Power system models are, in general, represented by continuous models which is also capable to produce events (e.g., zero crossing, switching, etc.). The continuous models often use the
imperative or
dataflow model of computation, in which the model react to the availability of data at their inputs by performing some computation, via mean of according solvers, and producing data on their outputs. Dataflow is concurrent with no notion of time. In general case of power system, the model is based on a set of differential equations defining the peculiarity of the state variables and the environment factors of a system (e.g., steady-state simulations, electromagnetic transients and circuit simulations, or electromechanical phenomena). ICT and market models are often represented in discrete events chaining over a discrete set of points in time (thus associated to discrete events model of computation). More specifically,
discrete event models are discrete, dynamic and stochastic in nature and are “run” whereas continuous model can be “run” or “solved” according to their models of computation [
31]. General speaking, the two most encountered MoC for CPES assessment are Dataflow and Discrete Event (
Figure 5), and they are most of the time, the subjects of harmonization.

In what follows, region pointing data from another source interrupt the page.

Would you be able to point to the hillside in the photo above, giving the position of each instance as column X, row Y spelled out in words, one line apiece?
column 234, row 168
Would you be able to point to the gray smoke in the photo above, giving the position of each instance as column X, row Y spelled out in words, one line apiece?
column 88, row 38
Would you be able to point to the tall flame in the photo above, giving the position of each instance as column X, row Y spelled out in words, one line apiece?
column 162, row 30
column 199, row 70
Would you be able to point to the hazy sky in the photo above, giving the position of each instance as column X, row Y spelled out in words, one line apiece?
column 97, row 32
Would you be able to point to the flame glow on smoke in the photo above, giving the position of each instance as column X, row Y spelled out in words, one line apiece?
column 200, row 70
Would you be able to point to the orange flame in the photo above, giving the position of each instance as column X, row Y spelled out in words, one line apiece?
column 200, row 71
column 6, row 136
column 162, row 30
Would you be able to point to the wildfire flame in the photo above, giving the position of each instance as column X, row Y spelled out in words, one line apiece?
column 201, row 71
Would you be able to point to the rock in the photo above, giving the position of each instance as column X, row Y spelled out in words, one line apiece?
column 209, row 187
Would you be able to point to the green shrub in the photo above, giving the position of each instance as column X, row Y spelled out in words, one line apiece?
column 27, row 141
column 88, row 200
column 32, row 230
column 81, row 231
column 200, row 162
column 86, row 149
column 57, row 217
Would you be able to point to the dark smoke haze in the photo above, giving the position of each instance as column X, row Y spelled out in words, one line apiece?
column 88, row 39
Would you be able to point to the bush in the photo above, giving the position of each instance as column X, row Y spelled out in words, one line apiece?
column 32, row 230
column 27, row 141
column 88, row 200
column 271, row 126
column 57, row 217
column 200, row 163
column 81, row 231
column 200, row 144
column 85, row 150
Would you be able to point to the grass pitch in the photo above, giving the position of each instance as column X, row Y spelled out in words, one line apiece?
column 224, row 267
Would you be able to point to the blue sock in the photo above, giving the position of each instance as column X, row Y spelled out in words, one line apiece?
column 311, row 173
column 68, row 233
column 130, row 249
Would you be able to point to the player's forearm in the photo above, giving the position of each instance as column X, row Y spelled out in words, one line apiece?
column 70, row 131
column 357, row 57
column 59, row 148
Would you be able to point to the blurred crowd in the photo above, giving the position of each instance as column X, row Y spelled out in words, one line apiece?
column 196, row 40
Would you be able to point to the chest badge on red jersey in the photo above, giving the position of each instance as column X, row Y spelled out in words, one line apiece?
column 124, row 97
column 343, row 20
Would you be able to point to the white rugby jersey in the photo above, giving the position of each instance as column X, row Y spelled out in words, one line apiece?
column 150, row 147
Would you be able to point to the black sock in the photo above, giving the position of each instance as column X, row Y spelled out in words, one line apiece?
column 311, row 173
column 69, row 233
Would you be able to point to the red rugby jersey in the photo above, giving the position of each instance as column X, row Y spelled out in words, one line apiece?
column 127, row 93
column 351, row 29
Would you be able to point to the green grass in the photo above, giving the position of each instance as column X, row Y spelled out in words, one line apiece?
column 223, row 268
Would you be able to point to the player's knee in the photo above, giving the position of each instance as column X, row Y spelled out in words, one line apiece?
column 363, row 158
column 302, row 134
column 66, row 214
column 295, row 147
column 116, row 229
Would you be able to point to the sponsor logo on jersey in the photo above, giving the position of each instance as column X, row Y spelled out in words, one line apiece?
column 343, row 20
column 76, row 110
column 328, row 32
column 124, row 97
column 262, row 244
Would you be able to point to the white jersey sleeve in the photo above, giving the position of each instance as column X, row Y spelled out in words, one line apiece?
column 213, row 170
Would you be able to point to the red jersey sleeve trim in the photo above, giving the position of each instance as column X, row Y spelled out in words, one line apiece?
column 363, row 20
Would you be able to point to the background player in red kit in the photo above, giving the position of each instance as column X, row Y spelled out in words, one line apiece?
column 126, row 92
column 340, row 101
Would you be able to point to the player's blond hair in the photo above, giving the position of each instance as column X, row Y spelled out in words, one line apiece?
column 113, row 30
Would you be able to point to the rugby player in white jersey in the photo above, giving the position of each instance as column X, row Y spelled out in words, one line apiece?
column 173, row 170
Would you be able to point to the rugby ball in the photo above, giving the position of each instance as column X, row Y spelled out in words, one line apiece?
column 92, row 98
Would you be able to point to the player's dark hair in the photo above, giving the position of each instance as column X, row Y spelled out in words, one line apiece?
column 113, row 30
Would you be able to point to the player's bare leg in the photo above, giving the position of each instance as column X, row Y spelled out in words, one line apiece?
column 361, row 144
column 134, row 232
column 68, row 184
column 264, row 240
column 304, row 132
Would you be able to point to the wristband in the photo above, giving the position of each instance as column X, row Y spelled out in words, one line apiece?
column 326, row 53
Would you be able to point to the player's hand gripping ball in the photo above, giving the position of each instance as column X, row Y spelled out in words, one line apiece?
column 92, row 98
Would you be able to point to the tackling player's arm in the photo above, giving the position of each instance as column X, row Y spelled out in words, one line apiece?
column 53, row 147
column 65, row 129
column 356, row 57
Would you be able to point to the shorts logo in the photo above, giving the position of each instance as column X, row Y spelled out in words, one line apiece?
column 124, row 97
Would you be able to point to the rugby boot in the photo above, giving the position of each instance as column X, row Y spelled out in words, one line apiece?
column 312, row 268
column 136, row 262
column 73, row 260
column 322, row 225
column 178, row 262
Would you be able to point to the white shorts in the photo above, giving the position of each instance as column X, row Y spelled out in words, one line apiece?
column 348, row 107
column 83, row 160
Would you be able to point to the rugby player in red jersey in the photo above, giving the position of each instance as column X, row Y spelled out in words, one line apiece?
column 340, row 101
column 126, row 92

As for synchronization techniques, two well established approaches are called conservative processing and optimistic processing. In general, the conservative approach requires all the participating simulators to wait for each other to finish their step before advancing to the next step. The synchronization is checked with time stamps, via Null Message algorithm [
32] or Global Synchronization approaches, such as: Bounded Lag algorithm [
33], Time Buckets [
34] or Composite Synchronization [
35]. On the other hand, the optimistic approach allows the individual simulators to advance on their own events. When a conflict is detected, then the simulators must perform a leap backwards (time warp [
36]) and discard the all the results from the moment in question.

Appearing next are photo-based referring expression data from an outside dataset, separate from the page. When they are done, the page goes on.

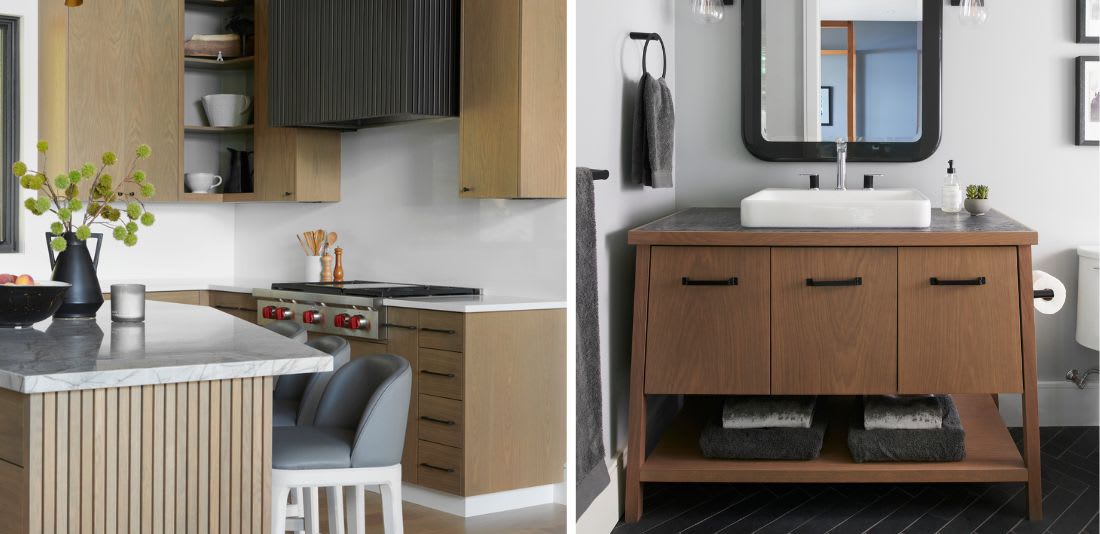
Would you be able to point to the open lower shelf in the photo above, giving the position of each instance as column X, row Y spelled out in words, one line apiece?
column 991, row 455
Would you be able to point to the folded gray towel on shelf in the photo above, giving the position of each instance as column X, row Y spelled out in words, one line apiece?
column 902, row 412
column 768, row 412
column 763, row 444
column 944, row 444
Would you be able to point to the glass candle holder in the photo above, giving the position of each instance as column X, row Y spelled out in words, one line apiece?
column 128, row 303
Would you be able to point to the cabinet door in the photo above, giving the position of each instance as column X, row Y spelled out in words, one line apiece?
column 707, row 329
column 959, row 320
column 834, row 322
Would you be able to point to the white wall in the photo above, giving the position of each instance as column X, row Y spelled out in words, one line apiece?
column 188, row 241
column 1007, row 122
column 400, row 219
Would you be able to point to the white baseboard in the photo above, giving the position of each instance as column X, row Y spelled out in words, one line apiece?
column 469, row 507
column 1060, row 403
column 604, row 512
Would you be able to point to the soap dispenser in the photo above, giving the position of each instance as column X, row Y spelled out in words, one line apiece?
column 952, row 202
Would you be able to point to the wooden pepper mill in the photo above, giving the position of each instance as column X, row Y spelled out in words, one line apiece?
column 338, row 272
column 327, row 268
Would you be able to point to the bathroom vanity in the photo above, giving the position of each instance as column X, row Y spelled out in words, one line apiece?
column 723, row 309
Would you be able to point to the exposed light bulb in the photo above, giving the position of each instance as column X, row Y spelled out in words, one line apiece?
column 972, row 12
column 707, row 11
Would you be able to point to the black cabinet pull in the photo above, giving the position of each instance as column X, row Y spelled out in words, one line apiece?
column 835, row 283
column 437, row 330
column 686, row 281
column 978, row 281
column 433, row 420
column 444, row 469
column 437, row 373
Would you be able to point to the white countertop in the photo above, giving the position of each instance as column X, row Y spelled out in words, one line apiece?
column 176, row 342
column 462, row 304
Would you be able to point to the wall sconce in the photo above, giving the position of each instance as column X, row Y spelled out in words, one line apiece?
column 708, row 11
column 971, row 12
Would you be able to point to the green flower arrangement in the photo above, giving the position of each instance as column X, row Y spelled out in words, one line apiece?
column 61, row 196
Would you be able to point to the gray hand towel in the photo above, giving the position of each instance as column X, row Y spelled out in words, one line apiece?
column 653, row 132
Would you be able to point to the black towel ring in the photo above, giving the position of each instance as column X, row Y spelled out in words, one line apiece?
column 645, row 50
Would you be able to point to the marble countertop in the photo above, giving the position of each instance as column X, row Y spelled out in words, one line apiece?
column 177, row 342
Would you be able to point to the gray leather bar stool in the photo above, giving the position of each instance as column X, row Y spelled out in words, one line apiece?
column 356, row 438
column 289, row 329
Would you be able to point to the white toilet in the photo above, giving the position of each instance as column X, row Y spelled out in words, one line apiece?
column 1088, row 302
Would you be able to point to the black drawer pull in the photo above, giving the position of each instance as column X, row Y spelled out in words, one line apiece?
column 835, row 283
column 441, row 422
column 444, row 469
column 978, row 281
column 686, row 281
column 437, row 373
column 437, row 330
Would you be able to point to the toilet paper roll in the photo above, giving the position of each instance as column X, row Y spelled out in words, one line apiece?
column 1044, row 281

2.5. Technical Layer: Implementation and Evaluation
This layer involves the choices of techniques for implementation and the evaluation of results. Various practical issues need to be considered: the choice of distributed or centralized simulation, global model of computation, technical implementation of interface or latency assessment. As co-simulation requires many coupling of simulators, it is necessary to consider in the end, the reliability, efficiency of the coupling, the stability of co-simulation framework (especially in cases involving hardware-in-the-loop), as well as to evaluate the robustness and accuracy of the results (cf.
Figure 6). An in-depth discussion on the technical aspects of co-simulation is however further than the scope of this paper (i.e., conceptual structuration).

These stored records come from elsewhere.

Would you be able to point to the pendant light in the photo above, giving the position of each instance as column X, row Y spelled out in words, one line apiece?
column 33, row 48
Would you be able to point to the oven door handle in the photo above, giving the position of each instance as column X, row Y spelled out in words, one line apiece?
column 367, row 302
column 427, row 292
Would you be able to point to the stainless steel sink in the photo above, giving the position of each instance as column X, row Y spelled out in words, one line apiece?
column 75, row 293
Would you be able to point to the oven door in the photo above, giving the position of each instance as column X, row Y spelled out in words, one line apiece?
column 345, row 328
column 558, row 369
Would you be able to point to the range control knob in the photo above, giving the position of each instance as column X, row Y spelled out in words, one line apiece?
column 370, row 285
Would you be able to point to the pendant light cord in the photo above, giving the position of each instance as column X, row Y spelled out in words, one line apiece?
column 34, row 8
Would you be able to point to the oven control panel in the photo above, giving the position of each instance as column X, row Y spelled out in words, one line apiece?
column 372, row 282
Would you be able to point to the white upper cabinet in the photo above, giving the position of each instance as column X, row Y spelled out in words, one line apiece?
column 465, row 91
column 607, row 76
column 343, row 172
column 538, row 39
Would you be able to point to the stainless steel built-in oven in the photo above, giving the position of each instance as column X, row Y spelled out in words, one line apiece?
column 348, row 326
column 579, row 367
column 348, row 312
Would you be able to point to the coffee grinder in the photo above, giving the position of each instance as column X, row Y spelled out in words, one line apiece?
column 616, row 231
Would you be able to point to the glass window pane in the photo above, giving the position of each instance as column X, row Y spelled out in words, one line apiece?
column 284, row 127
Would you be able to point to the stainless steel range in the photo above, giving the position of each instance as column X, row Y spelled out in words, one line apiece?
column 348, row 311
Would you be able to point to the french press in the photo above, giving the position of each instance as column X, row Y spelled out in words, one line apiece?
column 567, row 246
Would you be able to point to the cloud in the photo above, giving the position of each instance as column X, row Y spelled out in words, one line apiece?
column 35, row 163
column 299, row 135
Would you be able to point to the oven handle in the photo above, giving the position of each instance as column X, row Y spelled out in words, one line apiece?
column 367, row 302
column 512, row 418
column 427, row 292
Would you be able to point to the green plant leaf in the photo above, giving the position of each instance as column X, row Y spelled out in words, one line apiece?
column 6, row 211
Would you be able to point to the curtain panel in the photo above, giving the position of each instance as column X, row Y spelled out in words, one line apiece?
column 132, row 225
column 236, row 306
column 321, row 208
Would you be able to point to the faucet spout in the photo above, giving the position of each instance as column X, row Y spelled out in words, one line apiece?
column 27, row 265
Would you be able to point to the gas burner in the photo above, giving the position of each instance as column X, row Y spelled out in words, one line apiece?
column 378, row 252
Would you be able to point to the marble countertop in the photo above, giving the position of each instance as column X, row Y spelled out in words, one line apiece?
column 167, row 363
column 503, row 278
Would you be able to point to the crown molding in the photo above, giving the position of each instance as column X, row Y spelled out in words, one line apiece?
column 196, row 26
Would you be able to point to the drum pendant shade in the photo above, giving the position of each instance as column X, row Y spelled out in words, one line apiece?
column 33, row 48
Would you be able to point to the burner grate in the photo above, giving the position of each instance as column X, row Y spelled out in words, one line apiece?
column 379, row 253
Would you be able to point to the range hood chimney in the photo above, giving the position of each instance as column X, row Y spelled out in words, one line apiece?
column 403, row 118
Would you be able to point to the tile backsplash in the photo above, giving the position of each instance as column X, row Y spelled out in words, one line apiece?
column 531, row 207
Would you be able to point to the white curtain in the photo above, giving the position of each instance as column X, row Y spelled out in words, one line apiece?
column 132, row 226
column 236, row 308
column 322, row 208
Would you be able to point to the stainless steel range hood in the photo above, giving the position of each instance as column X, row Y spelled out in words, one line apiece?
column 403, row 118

The structuration proposed in this section is important to classify different models in a co-simulation framework into their according level of abstraction. It provides insights to identify the potential issues as well as to search for solution for coupling across different scale and abstraction level. As a consequence, the modularity, scalability and interoperability of a co-simulation framework might be improved.
In the context of this paper, we are interested also, in next sections, different existing coupling methods and synchronization techniques for co-simulation as well as their position with respect to the proposed structuration. It would provide a methodological and structural review on the state of art in co-simulation for CPES assessment.